Life, liberty and the pursuit of happiness. Is that still a thing???





When I was a little girl, July 4th meant bbqs, chasing fireflies, and enjoying the fireworks my parents had purchased for me and my 5 other siblings. As time went by, it has become one of my most treasured holidays. To me, independence day is not just about celebrating the country's independence from the British monarchy, but more about the American dream and one's definition of independence. Over the years, this holiday has become a beacon of hope for some, and a wonderful tradition passed down from generation to generation for others. To me, it seems like Summer is a little cooler with the rocket's red glare and bombs bursting in the air. Whether you are celebrating financial independence. Independence from your spouse or parents. I want to let you know I have been there. I am so proud of you for digging deep within yourself and finding that coal that ignited your spirit and instilled in you the motivation to want to go out into the world and live your truth. No matter what they say, or even what it looks like to anybody else, you are doing just fine.

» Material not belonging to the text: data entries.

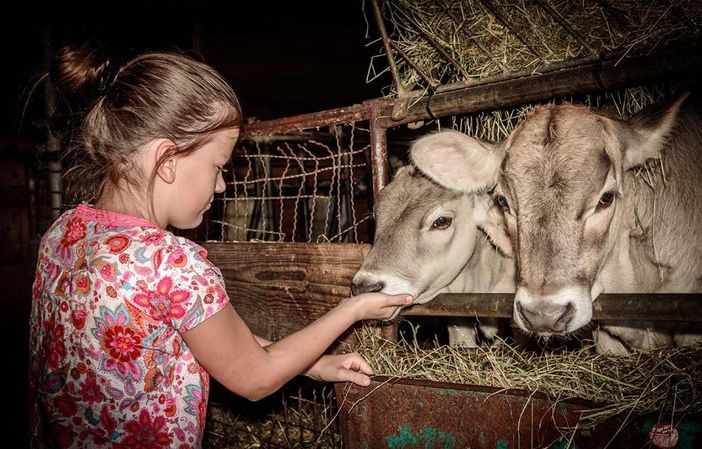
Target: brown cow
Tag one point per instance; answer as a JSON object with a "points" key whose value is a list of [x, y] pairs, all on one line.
{"points": [[429, 240], [593, 204]]}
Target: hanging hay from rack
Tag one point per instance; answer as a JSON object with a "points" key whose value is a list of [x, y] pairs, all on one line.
{"points": [[447, 41], [497, 125], [667, 381]]}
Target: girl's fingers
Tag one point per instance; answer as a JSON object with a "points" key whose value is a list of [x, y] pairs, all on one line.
{"points": [[358, 378], [359, 364]]}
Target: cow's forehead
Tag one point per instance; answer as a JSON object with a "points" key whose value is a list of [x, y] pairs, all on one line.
{"points": [[557, 145], [410, 194]]}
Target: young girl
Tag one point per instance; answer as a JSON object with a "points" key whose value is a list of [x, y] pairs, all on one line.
{"points": [[127, 318]]}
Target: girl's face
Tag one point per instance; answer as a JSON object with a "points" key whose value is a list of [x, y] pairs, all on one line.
{"points": [[197, 177]]}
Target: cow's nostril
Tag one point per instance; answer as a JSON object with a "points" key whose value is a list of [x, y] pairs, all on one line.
{"points": [[546, 319], [524, 315], [366, 286], [561, 323]]}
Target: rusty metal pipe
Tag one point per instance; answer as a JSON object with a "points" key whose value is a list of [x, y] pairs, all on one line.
{"points": [[607, 307]]}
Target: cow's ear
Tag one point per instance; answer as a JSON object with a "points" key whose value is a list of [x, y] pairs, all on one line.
{"points": [[645, 134], [458, 161]]}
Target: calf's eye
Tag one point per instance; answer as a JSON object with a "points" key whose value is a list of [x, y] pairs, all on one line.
{"points": [[442, 223], [501, 201], [606, 200]]}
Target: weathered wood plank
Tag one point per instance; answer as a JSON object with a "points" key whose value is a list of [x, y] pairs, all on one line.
{"points": [[278, 288]]}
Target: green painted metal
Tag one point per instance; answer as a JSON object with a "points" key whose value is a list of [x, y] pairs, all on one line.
{"points": [[407, 414]]}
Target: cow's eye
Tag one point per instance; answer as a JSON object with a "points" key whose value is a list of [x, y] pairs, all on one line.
{"points": [[606, 200], [442, 223], [501, 201]]}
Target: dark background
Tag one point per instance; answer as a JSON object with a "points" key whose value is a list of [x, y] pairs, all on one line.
{"points": [[282, 57]]}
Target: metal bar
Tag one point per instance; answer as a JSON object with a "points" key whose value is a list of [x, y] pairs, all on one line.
{"points": [[566, 26], [477, 43], [589, 78], [355, 113], [476, 95], [386, 44], [607, 307]]}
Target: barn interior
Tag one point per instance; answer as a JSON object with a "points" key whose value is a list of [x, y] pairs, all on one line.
{"points": [[287, 59]]}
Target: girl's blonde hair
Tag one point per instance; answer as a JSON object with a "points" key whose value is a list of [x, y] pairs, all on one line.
{"points": [[119, 108]]}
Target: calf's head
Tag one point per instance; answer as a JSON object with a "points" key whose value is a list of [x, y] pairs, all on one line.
{"points": [[425, 232], [559, 183]]}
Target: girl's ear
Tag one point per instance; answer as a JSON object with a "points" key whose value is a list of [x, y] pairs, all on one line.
{"points": [[167, 169]]}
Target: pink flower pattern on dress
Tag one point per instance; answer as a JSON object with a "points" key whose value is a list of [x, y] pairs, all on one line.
{"points": [[108, 367], [162, 303]]}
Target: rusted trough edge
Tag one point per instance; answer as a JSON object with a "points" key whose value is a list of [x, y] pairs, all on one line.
{"points": [[621, 306]]}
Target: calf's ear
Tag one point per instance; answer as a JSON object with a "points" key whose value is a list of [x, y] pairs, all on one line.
{"points": [[645, 134], [458, 161]]}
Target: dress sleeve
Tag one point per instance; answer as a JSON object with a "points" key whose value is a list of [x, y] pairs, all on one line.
{"points": [[201, 292]]}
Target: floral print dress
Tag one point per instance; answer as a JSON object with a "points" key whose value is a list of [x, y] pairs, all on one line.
{"points": [[108, 366]]}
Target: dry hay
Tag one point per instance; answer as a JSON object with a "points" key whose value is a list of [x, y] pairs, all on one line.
{"points": [[497, 125], [487, 38], [664, 381], [302, 415]]}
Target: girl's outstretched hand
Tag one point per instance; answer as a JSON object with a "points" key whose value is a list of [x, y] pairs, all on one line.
{"points": [[341, 368], [376, 306]]}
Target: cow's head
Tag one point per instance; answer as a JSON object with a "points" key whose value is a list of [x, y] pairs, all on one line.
{"points": [[425, 232], [559, 182]]}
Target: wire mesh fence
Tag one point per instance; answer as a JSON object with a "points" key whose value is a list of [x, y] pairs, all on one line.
{"points": [[311, 186]]}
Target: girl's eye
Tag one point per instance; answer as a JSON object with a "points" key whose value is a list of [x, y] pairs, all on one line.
{"points": [[501, 201], [442, 223], [606, 200]]}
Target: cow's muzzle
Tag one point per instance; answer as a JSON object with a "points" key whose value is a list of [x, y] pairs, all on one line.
{"points": [[365, 285]]}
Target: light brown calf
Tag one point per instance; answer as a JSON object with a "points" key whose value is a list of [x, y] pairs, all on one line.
{"points": [[583, 217]]}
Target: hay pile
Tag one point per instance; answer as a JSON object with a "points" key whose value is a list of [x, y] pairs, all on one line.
{"points": [[446, 41], [302, 415], [665, 381]]}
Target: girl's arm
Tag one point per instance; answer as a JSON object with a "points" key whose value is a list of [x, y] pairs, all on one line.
{"points": [[228, 350]]}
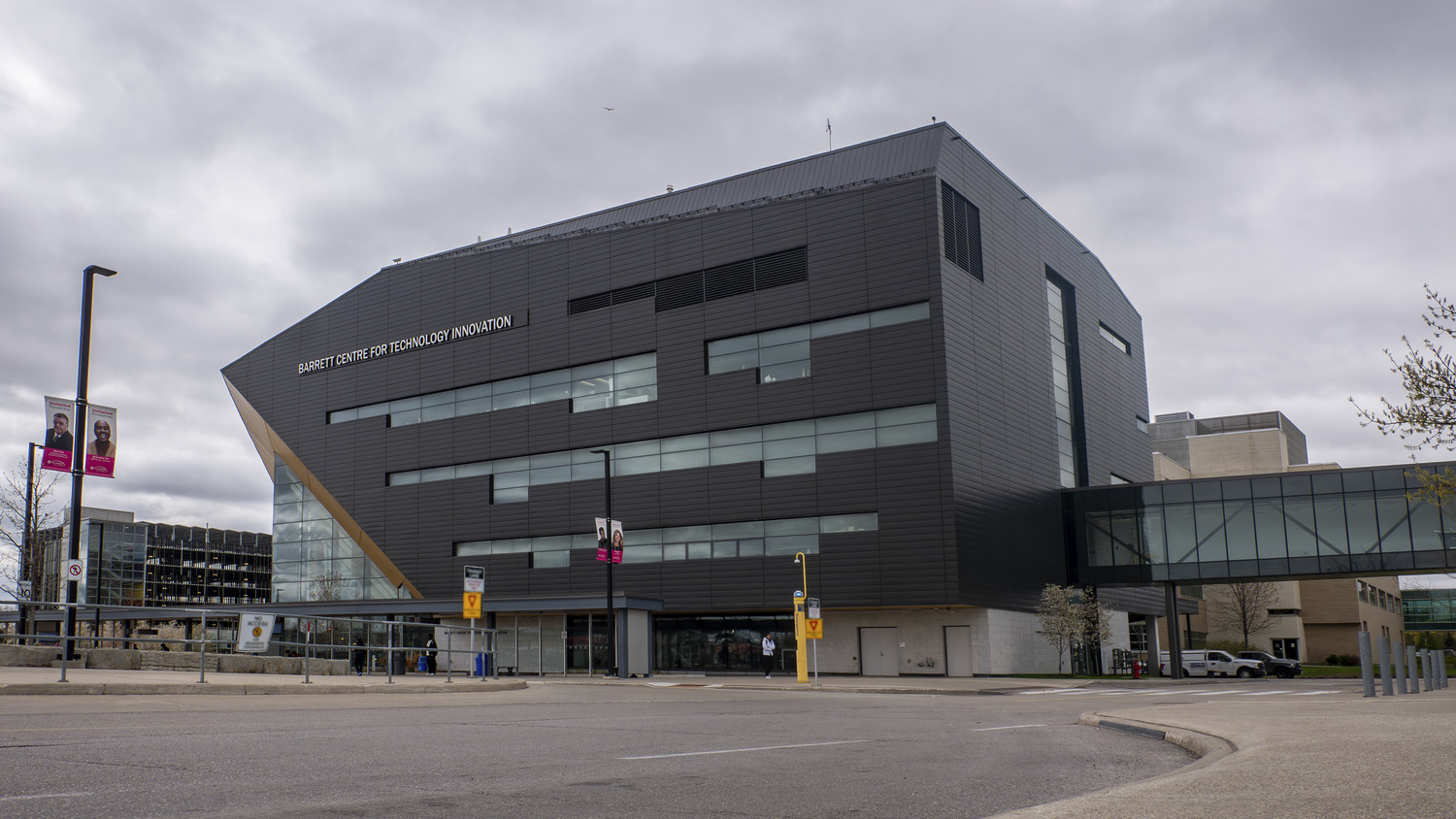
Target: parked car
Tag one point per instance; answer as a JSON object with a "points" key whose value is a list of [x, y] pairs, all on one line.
{"points": [[1211, 662], [1277, 667]]}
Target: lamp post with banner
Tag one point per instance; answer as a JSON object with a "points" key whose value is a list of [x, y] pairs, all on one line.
{"points": [[609, 548], [78, 452]]}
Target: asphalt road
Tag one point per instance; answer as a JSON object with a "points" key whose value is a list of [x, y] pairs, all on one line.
{"points": [[556, 751]]}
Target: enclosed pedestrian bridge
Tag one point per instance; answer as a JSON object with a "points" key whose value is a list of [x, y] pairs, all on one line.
{"points": [[1269, 527]]}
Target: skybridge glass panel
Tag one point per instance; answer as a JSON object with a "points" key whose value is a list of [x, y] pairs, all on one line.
{"points": [[1339, 522]]}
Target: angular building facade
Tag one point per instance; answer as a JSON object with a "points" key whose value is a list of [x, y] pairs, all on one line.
{"points": [[885, 358]]}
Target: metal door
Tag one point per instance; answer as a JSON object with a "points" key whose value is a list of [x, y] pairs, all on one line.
{"points": [[879, 652], [958, 650]]}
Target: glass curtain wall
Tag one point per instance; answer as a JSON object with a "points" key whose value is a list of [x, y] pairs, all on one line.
{"points": [[314, 557]]}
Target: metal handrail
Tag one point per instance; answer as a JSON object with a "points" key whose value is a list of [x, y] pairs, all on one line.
{"points": [[69, 643]]}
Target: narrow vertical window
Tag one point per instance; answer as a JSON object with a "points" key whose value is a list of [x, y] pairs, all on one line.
{"points": [[1066, 383]]}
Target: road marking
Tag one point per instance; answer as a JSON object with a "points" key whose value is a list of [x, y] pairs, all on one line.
{"points": [[745, 749], [46, 796]]}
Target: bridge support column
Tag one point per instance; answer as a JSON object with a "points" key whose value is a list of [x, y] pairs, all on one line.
{"points": [[1174, 640]]}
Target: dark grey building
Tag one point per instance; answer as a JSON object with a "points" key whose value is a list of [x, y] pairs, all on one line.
{"points": [[887, 358]]}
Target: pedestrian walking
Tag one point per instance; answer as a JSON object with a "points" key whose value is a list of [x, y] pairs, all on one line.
{"points": [[357, 658]]}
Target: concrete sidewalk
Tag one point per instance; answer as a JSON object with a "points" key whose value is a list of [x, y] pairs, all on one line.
{"points": [[1301, 757]]}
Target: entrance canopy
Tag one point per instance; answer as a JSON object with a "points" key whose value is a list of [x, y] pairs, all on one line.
{"points": [[1290, 525]]}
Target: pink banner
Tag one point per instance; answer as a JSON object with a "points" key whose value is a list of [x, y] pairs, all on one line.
{"points": [[58, 438], [101, 446]]}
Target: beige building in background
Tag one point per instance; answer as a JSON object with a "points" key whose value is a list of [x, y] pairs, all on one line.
{"points": [[1312, 618]]}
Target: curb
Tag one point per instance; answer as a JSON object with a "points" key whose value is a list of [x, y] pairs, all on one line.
{"points": [[1206, 746], [232, 688]]}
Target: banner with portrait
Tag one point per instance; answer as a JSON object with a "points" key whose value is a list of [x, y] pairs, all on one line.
{"points": [[101, 441], [60, 441]]}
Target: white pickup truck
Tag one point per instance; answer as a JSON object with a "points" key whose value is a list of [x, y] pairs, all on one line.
{"points": [[1211, 662]]}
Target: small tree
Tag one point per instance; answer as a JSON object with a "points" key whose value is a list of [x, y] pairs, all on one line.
{"points": [[1427, 417], [1060, 617], [1241, 606], [44, 515], [1069, 614], [328, 585]]}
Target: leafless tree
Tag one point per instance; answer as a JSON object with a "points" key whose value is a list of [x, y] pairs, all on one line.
{"points": [[1427, 416], [1071, 614], [44, 515], [328, 585], [1241, 606]]}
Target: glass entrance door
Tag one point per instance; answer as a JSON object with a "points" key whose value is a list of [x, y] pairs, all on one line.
{"points": [[587, 643]]}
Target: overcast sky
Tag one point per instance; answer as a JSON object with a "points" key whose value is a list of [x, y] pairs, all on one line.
{"points": [[1272, 183]]}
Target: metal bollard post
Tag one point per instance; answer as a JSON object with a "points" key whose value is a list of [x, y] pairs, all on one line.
{"points": [[66, 653], [1366, 671], [1400, 672], [1386, 684]]}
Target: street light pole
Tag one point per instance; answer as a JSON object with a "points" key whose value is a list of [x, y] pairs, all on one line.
{"points": [[25, 536], [78, 448], [800, 626], [612, 611]]}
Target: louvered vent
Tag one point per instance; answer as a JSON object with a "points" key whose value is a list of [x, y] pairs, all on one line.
{"points": [[680, 291], [634, 293], [588, 303], [728, 279], [961, 226], [734, 278], [785, 267]]}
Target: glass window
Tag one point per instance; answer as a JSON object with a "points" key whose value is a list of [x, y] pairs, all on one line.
{"points": [[513, 495], [788, 448], [789, 466], [849, 522], [692, 458], [771, 373], [730, 363], [783, 335], [552, 559], [836, 326], [900, 314], [846, 441]]}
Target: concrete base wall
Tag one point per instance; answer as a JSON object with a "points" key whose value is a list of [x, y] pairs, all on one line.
{"points": [[136, 659], [1002, 641]]}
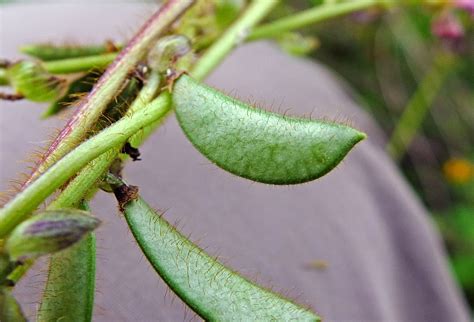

As an African American woman, I was raised in the South, and I was taught to celebrate America's independence day. With growth comes the responsibility of maturity, and in maturing I learned to look into history, I realized that my ancestors were not free during this time. And throughout the 1800s black Americans used the Fourth of July to argue for emancipation and full citizenship, making the case that black citizens, free and enslaved, had as much right to life, liberty, and the pursuit of happiness as white people. Frederick Douglass a well-established activist and abolitionist was invited to the Rochester Ladies' anti-slavery society to give a Fourth of July in lecture in May of 1852, that he titled "What to the Slave is the Fourth of July." Douglass starts with some 'sugar'. He praises George Washington, James Madison, and other colleagues, saying that they set into motion a worldwide revolution and calling the Constitution and Declaration of Independence sacred documents. Then, he makes a turn. He is quoted saying, "You have been getting by on your forefathers legacy." Douglass went on to say that the existence of enslavement in the US, "Brands your Republicanism as a sham and your humanity as a base pretense and your Christianity as a lie." Douglass went on even further to say that the day of the supposed celebration should actually be a day of national mourning because the nation's promise fell short. "It should not be a day of covering up with symbols and celebrations of a revolution fought and won because it does not yet come to pass." This is why I, and many other Black Americans also celebrate Juneteenth, and why myself, a vast majority of people of color and Frederick Douglass's own relationship with the Fourth of July was, and still is complicated. On a positive note, A black activist by the name of Martin Delaney would say true patriotism and love of your country requires critique. At the same time, we have great memories of shooting fireworks with our uncles and having a barbecue. This is our home. America is my home. Happy Fourth of July Everyone! Independence Day History

Independence Day celebrated the Fourth of July is a federal holiday in the United States. It commemorates the Declaration of Independence, which was ratified by the Second Continental Congress on July 4, 1776, establishing the United States of America as a country. The Founding Fathers delegates declared that the 13 colonies were no longer subject or subordinate to the monarchy of Britain, King George the Third, and we're now united, free, and independent. Congress voted to approve independence by passing the LEA resolution on July 2 and adopted the Declaration of Independence two days later. Independence Day is commonly associated with fireworks, parades, barbecues, carnivals, fairs, picnics, concerts, baseball games, family reunions, political speeches, and ceremonies, in addition to various other public and private events celebrating the history of government and traditions of the US independence is a national day for the United States.